Sur le bénéfice de l'aide juridictionnelle provisoire :
2. Aux termes de l'article 20 de la loi du 10 juillet 1991 relative à l'aide juridique : " Dans les cas d'urgence (), l'admission provisoire à l'aide juridictionnelle peut être prononcée () soit par la juridiction compétente ou son président ".
3. M. C A justifiant avoir introduit une demande devant le bureau d'aide juridictionnelle, il y a lieu de l'admettre au bénéfice de l'aide juridictionnelle à titre provisoire.

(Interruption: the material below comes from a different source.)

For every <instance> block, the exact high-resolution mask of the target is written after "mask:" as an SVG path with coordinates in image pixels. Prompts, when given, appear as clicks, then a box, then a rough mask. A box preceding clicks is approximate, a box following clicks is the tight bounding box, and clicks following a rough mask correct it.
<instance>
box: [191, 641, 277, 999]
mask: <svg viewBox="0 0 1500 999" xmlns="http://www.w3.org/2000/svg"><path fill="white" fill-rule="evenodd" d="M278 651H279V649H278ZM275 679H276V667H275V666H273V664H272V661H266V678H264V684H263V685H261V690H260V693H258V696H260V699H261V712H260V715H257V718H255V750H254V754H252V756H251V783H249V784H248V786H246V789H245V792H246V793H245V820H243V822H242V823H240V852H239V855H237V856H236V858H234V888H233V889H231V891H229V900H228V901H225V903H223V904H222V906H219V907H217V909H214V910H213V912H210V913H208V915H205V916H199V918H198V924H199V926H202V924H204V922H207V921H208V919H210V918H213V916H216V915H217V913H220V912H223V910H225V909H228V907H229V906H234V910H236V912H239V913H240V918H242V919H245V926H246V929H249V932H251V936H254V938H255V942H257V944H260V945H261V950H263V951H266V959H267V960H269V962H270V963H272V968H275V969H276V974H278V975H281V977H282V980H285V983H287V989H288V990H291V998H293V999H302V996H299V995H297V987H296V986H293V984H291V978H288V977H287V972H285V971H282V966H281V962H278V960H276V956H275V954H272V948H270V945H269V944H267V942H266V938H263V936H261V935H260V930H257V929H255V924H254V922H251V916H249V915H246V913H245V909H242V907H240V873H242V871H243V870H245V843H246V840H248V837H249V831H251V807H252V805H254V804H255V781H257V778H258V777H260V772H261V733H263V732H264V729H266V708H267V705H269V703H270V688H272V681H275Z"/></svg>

Sur les autres conclusions :
4. En l'état de l'instruction, aucun des moyens invoqués par M. A n'est de nature à faire naître un doute sérieux quant à la légalité des décisions attaquées. Par suite, et sans qu'il soit besoin d'examiner si la condition d'urgence est remplie, les conclusions aux fins de suspension de l'exécution desdites décisions doivent être rejetées ainsi que, par voie de conséquence, les conclusions aux fins d'injonction et, M. A étant partie perdante dans la présente instance, les conclusions présentées au titre des frais exposés et non compris dans les dépens.
O R D O N N E :
Article 1er : M. A est admis à l'aide juridictionnelle à titre provisoire.
Article 2 : Le surplus des conclusions de la requête de M. A est rejeté.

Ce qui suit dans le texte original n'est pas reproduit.